Previous research has found that people who lack one copy of these genes are 43 times more likely to be morbidly obese.

“This is the first genetic cause of extreme thinness has been identified,” said Philippe Froguel of Imperial College of Public Health, who led the study. “It is also the first example of a deletion and a duplication of the genome has an opposite effect.”

He said one reason the latter finding was important to show that growth retardation in children may be genetically driven. “If a child is not eating, not necessarily the fault of the parents,” he said.

Normally, each person has a copy of each chromosome from each parent, giving him or her two copies of each gene. But sometimes the sections of a chromosome can be duplicated or deleted, which is an anomaly in the “dose” of genes, the researchers said in their study.

However, in one in 2,000 people, a portion of chromosome 16 is duplicated, so that men and women 23 times five times more likely to be underweight.

The low weight is defined as a body mass index (BMI) below 18.5 kg per square meter.
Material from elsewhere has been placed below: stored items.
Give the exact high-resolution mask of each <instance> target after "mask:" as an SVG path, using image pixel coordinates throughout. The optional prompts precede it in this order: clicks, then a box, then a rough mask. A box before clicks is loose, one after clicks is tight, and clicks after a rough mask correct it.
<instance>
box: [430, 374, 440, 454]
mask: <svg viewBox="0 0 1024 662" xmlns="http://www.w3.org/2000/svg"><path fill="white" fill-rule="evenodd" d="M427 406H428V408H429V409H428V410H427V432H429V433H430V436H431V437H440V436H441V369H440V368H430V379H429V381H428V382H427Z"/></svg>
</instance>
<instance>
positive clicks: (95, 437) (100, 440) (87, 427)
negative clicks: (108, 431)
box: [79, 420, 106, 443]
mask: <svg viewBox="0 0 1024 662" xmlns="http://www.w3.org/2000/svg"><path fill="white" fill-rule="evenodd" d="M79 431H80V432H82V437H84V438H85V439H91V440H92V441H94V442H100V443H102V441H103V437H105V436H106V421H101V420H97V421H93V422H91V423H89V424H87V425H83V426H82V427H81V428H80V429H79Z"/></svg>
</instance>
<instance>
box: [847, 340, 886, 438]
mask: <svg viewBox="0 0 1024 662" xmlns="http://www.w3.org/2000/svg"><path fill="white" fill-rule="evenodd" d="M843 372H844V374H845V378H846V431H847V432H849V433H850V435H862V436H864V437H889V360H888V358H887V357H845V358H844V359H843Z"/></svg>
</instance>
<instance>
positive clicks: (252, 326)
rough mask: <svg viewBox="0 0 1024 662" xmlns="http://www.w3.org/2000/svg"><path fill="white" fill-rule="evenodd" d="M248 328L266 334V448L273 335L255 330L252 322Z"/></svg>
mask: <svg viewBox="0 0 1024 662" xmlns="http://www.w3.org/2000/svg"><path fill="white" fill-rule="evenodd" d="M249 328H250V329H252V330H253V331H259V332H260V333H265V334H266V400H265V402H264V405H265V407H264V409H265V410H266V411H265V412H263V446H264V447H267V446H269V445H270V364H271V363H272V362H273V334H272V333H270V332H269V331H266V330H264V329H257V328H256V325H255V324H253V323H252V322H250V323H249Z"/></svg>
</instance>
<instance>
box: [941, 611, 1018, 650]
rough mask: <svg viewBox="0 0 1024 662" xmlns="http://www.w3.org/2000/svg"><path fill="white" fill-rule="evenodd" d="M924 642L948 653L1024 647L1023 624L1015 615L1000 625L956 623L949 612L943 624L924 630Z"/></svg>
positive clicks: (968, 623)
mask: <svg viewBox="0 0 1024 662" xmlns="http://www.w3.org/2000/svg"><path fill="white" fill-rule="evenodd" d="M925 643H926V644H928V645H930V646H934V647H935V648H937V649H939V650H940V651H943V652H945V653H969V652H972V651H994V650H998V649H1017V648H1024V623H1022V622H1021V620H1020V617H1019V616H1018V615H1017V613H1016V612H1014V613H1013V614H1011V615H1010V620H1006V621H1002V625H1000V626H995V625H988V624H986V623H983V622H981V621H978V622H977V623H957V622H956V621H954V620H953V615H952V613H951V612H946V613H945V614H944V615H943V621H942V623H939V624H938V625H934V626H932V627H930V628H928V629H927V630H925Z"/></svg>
Froguel team examined the DNA of more than 95,000 people for study. They found that half of all children with a doubling in the study had been previously diagnosed with “failure to thrive” -?? Meaning that their rate of weight gain is significantly lower than normal.

A quarter of people with duplication had microcephaly, a condition in which the head and brain are abnormally small and is linked to neurological defects and lower life expectancy.

Froguel said scientists still have much work to do to get more information about the genes in this region, but their discovery could lead to potential new treatments for obesity and eating disorders.

“We now plan to sequence these genes and find out what they do, so we can get an idea of?? What is involved in appetite regulation,” he said.